Como no puede estar en Um El Fahem, alquila una casa en la ciudad de Haifa, en el norte del país, de la que no puede salir “ni un metro”. Su esposa es una de las garantes del cumplimiento, así que pasan casi todo el día dentro del apartamento con sus dos hijas. Para que ella las lleve al parque o haga la compra, tiene que reemplazarla otro garante. “Si nos falta algo, acabamos mandando a las niñas a la tienda”, dice mientras las pequeñas tratan de lidiar con el aburrimiento.

“¿Qué te has creído? ¿Que estás en un hotel?”
Jalifa salió de la cárcel con la sensación de que el pasaporte israelí no le garantizó un mejor trato que al resto de palestinos. Casi al revés: lo veían como un “traidor”. Lo peor fue tras denunciar en la vista judicial de enero que había sufrido maltrato, aunque le permitió ver un médico por primera vez. “Antes, cuando lo pedí, me respondieron entre risas: ‘¿Qué te has creído? ¿Que estás en un hotel?’. Cuando fui, no hacía tanta falta. El médico me preguntó por qué no había ido antes. Me eché a reír y él entendió todo”, cuenta. Sí le ayudó, opina, que buena parte de los carceleros sean drusos de su zona, conscientes de que es abogado y activista de derechos humanos.

No quedó exento, sin embargo, de la violencia física. “Te pegan desde que pones el pie en la prisión, sin importar de dónde vengas”, rememora. En una de las prisiones donde más tiempo pasó, los guardas aprovechaban los puntos ciegos de las cámaras de seguridad para agredir a los reclusos, asegura. “A veces, con esfuerzo, podías verlo. Pero sobre todo oías las palizas y las torturas, y a la gente rogando que parasen por piedad. Insultaban a sus madres. O les pedían que les besasen las botas, o la bandera israelí. Algunos lo acababan haciendo, claro. También les divertía obligarles a cantar una canción infantil”. Jalifa la tararea. Es la misma que algunos soldados obligan a cantar a presos palestinos con los ojos vendados en vídeos que luego difunden en TikTok.

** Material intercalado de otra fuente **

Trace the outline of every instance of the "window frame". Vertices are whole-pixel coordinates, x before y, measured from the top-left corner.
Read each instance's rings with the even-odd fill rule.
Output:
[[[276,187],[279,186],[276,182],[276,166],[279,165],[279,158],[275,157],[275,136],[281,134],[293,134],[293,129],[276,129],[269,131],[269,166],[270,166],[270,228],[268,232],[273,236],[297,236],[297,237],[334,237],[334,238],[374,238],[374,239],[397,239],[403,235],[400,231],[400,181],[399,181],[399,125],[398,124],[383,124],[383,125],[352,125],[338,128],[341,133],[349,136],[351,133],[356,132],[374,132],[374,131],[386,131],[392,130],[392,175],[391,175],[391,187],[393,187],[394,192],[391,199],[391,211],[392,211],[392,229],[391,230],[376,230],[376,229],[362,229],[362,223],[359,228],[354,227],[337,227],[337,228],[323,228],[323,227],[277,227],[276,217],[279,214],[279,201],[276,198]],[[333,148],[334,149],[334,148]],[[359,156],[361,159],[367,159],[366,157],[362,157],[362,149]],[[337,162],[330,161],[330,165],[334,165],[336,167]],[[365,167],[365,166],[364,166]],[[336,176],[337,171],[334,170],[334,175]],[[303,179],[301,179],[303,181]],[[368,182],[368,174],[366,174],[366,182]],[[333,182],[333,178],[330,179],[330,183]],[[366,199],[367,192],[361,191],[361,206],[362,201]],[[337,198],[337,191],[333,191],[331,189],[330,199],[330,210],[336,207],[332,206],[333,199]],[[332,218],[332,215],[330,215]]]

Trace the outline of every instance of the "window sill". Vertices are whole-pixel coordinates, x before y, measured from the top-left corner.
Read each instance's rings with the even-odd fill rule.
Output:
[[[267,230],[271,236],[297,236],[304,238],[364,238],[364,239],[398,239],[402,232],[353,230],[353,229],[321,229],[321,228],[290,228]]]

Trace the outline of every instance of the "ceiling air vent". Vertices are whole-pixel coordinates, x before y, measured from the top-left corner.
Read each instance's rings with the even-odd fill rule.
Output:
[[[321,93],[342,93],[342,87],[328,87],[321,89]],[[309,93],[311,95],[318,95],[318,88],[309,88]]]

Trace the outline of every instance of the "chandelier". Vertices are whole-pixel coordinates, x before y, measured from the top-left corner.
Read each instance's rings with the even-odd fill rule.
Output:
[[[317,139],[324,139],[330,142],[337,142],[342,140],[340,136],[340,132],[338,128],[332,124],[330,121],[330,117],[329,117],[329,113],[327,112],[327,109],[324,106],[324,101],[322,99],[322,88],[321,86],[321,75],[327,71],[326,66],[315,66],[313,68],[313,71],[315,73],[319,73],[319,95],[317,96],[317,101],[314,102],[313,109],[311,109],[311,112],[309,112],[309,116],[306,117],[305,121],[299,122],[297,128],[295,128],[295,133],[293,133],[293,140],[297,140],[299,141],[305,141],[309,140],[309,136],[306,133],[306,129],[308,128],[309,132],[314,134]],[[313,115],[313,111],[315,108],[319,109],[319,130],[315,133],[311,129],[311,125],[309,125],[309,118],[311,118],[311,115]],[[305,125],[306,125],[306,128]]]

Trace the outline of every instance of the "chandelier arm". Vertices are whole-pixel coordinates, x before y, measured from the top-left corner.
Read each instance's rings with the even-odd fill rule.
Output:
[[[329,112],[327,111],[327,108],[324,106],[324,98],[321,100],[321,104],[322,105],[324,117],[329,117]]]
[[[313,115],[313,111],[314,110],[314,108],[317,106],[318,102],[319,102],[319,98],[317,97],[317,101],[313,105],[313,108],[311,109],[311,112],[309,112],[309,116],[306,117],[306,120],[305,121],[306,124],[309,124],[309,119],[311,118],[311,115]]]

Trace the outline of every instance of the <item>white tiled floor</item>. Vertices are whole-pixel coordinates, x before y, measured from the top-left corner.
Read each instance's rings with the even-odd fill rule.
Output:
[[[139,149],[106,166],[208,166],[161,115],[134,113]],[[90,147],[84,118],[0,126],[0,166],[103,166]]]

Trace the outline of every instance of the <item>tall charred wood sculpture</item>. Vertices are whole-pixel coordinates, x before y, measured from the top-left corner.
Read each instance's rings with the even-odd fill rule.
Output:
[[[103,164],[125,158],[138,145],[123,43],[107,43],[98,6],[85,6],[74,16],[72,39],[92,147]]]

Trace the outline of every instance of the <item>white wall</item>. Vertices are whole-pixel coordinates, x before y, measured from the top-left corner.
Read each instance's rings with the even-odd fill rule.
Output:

Afirma que durante 12 días consecutivos los guardas inspeccionaron la celda a la hora de comer, en represalia porque alguien tiró un vaso de agua al pasillo. “Entraban, dejaban los colchones manchados de comida, nos pegaban y se iban”, cuenta.

Pero lo que Jalifa llevaba particularmente mal era que la celda quedase fuertemente iluminada de noche: “Me costaba mucho dormir así”. Le importaba menos que tener que apañarse con un tercio de toalla, que la administración del presidio rasgó para que hubiese para todos, o el hambre. “Solo comes lo justo para no morir, pero siempre tienes hambre. Te dan de comer lo justo para mantenerte vivo”, indica. Más que peso, agrega, perdió masa muscular, por la falta de proteínas, con “dos o tres cucharadas de arroz para comer” o una rebanada de pan para compartir con queso y pepino, como desayuno.